For businesses seeking identification as separate legal entities, North Carolina law allows them to undergo the process of incorporation. As a separate entity from the owners, the business is then considered to be acting on its own when it buys and sells property, assents to contracts and exercises legal rights. To incorporate in North Carolina, a business must file with the Secretary of State in compliance with specific guidelines.
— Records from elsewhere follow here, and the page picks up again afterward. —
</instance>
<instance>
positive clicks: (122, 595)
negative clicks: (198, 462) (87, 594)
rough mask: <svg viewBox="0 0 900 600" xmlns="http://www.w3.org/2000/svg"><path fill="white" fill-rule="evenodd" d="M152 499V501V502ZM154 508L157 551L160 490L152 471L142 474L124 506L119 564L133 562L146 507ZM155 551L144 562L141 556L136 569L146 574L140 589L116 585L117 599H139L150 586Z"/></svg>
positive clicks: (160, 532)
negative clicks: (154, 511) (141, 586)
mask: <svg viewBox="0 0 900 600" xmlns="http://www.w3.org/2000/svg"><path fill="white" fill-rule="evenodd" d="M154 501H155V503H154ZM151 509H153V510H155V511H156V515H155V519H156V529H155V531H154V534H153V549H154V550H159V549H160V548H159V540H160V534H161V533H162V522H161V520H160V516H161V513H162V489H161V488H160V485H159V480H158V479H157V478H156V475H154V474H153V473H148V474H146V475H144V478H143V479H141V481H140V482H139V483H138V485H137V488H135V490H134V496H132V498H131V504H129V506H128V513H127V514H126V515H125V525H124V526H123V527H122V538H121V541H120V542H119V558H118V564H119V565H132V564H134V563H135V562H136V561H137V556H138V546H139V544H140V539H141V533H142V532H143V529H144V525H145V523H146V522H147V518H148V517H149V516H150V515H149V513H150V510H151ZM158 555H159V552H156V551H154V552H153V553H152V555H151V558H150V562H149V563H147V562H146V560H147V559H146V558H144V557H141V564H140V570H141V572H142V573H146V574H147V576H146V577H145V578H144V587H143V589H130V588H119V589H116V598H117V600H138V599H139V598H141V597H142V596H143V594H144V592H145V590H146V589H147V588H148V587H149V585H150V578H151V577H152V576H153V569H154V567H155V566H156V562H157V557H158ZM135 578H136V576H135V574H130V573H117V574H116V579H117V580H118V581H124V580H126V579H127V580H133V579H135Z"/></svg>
Benefits of Incorporation in North Carolina
A corporation enjoys advantages that unincorporated companies do not. Primarily, it cannot be held accountable for an amount of debt greater than the value of the assets that the owners have invested in it. Without incorporation, the personal property of business owners is at stake should the company become unable to pay its debts. Furthermore, banks in the Lexington area prefer to evaluate the credit worthiness of a business as a whole rather than that of individual owners. This makes the process of getting corporate loans simpler. Lastly, the ownership of a corporation is divided into an abundance of equal portions or "shares" of stock. Without this mechanism, transferring ownership of a business would be impractical.
Costs of Incorporation
These benefits come at a price. First, incorporation in North Carolina may require a filing fee. Second, a corporation pays taxes just like any other entity. The incomes of owners as individuals are also taxed of course, meaning that income to the corporation might be subject to double taxation. However, this disadvantage can be avoided with proper planning and help from a local Lexington lawyer.